Tempo hari, keyword 'Homo Deus' sempat ramai di jagat Twitter. Pemicunya, utas ibu dosen yang menyindir agar para lelaki lekas insaf dan mau membaca buku biar obrolan pas PDKT sama cewek nggak garing-garing amat.
"Jadi dong steak yang tebal, sexy, dan juicy, jangan jadi remahan rengginang. Oke?" begitu katanya. Dan netizen yang jempolnya gatel pun berbondong-bondong ikut komentar.
Sekonyong-konyong, ingatan saya tentang masa-masa "muda, beda, dan berbahaya" pun terpantik. Memang, sekarang saya masih muda, tapi tak lagi "beda dan berbahaya"--menukil kata-kata yang ditulis Cik Prim.
"Kamu baca buku Sejarah Tuhan-nya Karen Armstrong?" Tanya doi. Saya gali kembali ingatan itu dari arsip-arsip pertanyaan yang pernah dilontarkannya saat kencan pertama kami.
"Baca, tapi belum selesai. Keburu pusing duluan," timpal saya singkat.
Lain waktu, saya sempat curcol tentang betapa-melelahkannya-hidup-saya. Dia mendengarkan dan memberi respon dengan berbagai ocehan yang kini tak saya ingat betul, tetapi ada satu hal yang tak pernah saya lupa: ia menyebut-nyebut nama Immanuel Kant dibarengi sejumput quotes.
Baca Juga: Buku dan Televisi, Dua Tembok Pembatas Antara Saya dan Ibu
Kalau momen itu diingat-ingat kembali, saya tak bisa menahan rasa mual bercampur geli dan ingin tertawa. Kencan pertama itu sudah lama berlalu. Waktu itu darah kami masih menggelegak. Kami begitu mudahnya terbakar api idealisme sekaligus tak sadar jadi kaum snobis yang-merasa-paling-tercerahkan-di-tengah-dunia-serba-tak-waras-ini.
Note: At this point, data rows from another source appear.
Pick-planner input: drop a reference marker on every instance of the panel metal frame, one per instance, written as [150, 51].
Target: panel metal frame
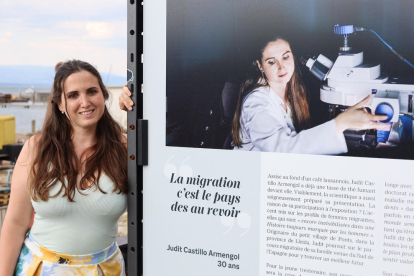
[135, 170]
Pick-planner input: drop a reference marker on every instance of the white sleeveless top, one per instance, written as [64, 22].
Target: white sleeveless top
[85, 226]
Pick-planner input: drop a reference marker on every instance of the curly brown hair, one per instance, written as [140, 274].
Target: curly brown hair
[55, 158]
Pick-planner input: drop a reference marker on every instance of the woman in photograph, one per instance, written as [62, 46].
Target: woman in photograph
[74, 176]
[273, 113]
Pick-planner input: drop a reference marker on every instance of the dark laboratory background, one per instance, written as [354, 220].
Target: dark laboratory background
[211, 45]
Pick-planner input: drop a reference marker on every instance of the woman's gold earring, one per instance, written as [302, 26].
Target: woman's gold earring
[263, 77]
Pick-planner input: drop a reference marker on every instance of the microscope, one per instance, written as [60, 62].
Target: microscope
[350, 79]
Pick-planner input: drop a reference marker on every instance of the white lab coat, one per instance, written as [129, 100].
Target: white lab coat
[265, 126]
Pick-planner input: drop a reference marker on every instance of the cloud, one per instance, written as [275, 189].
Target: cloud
[4, 40]
[93, 30]
[52, 31]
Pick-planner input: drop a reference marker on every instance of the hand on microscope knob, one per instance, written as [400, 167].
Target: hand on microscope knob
[357, 117]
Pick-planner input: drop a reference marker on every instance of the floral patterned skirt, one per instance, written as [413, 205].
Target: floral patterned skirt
[36, 260]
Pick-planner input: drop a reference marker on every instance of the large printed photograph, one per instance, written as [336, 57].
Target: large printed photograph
[311, 77]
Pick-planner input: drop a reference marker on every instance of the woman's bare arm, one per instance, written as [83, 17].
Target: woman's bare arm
[19, 212]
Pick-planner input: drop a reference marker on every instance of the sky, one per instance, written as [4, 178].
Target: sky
[44, 32]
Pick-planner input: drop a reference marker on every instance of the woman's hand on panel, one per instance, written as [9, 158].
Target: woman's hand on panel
[125, 102]
[357, 117]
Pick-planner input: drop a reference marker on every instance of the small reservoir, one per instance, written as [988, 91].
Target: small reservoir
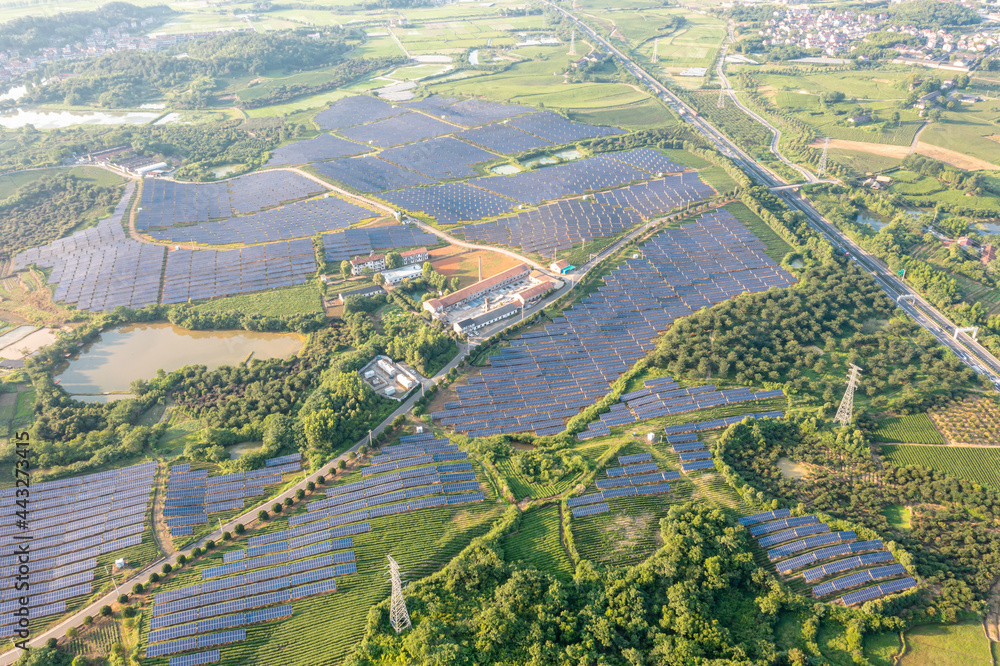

Saya juga ingat, bagaimana saya dan sesama kawan perempuan pernah ngerumpi tentang beberapa lelaki yang berotak 'seksi' di lingkungan kampus meski mereka tak setampan Nicholas Saputra. Mulai dari sesama mahasiswa, dosen muda, sampai yang senior-senior.
Kadang-kadang, saya mengamini apa yang dikatakan ibu dosen itu. Saya akui, sampai sekarang saya senang melihat laki-laki yang otaknya 'berisi'. Tentu saja bukan yang sekadar ngutap-ngutip quotes filsuf dan asal menyebut judul-judul buku, tetapi mereka yang mau mengolah kembali pemikiran-pemikiran yang dilahapnya, tidak bias dalam berpikir, dan--ini yang paling sulit--tetap rendah hati!